Shin splint1 is a painful condition marked on the front bone (shin bone) of lower leg due to overdoing exercises or repetitive strenuous activities. It can develop in both the legs due to stress on the muscles and other connective tissues around the shin bone. Over pronation or flat feet syndrome2 can trigger shin splints. Its symptoms are pain during and after exercises in between the knee and foot occasionally with swelling, numbness, and weakness in the feet. It improves by itself if the provoking activities are stopped. Complete recovery from shin splints can be achieved with rest and treatment. It can get worse if strenuous activities are continued.
Does Pronation Cause Shin Splints?3
Pronation is a natural movement of the foot when you walk or run. It is the inward or sideways movement of the foot while walking or running. The foot tends to roll inwards with every step. It is important to absorb the shock while walking.
The role of pronation in walking or running-
- As soon as the foot touches the ground, the arch of the foot gets flattens. This provides a cushion to the foot against shock.

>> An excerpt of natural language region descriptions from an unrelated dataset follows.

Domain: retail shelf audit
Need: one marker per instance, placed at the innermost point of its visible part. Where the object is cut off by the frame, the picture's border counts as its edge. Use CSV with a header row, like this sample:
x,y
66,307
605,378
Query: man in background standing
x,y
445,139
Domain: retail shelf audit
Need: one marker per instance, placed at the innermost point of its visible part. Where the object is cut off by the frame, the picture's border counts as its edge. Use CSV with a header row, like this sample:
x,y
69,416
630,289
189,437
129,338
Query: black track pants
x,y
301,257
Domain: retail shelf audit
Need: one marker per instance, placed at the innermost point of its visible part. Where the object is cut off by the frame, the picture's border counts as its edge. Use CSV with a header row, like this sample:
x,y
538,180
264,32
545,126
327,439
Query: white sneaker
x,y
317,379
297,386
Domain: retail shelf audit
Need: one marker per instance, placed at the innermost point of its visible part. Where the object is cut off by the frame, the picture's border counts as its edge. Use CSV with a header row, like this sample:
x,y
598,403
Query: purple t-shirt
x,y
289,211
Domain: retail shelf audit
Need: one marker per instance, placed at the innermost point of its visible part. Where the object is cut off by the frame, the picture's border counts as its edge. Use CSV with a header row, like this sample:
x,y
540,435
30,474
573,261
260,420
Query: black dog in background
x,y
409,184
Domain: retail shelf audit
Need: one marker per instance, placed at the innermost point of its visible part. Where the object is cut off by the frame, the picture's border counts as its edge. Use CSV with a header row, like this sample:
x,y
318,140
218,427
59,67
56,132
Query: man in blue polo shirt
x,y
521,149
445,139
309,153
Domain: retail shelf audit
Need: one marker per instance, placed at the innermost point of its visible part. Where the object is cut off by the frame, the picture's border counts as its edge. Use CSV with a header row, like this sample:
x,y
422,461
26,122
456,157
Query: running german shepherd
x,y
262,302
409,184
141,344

- Pronation also helps to shift the weight of the body to the outside of the foot.
- Normal pronation helps the arch to rise and stiffen to gain stability while walking or running.
- The fingers of toe help in achieving normal gait as toes (big and second) help in the push off and others assist in stabilization.
- Muscles like anterior tibialis, extensor digitorium longus and extensor hallicus longus support during pronation to stabilize and cushion the foot while walking or running.
Overpronation can cause shin splints, not the normal pronation. Each step causes inward and downward rolling of the ankle away from the body at a significant angle. If this continues, the toes start to push off. Big toe and second toe participate in push off and the foot tends to twist more in every step.
Overpronation develops more in people with flat feet syndrome. It increases strain on the big toe and second toe. This leads to the instability of the foot. The increased twisting of the foot leads to more stress on the tibia bone by increased rotation of the bone. This happens when the movement of the foot is increased. This leads to increased friction on the foot resulting in shin splints and pain in the knees.
Overpronation also leads to excess stress and tightness to the muscles of the lower leg.
Overpronation also increases the risk of injury and pain in the heel which elevates the pressure on the tendons and ligaments around the foot. Specially designed motion control shoes, orthotics, and insoles can rectify the foot motion in such conditions.
Shin splint is a condition marked by infrequent pain in the font of the lower leg at the shin bone. The pain lies in between the knee and ankle in the lower leg. This condition is also called medial tibial stress syndrome. It can appear in both the legs. The pain is not always present and is not severe all the time. It is usually felt during exercises only. It is caused by overdoing exercises especially running or repetitive weight-bearing activities such as basketball, tennis, etc. Its symptoms are pain and occasionally swelling on the shin bone in between knees and ankles. It is not a serious condition and may improve well when rested well and the provoking activities are avoided. However, if the strenuous activities are continued, it may result in severe pain.
Shin splints are caused due to stress on the tibia (front bone of lower leg), muscles and other connective tissue around the tibia. This results in pain and swelling during exercises. Pronation helps to stabilize the feet while walking or running. Overpronation can cause shin splints as it contributes to the stress on the tissues around the shin.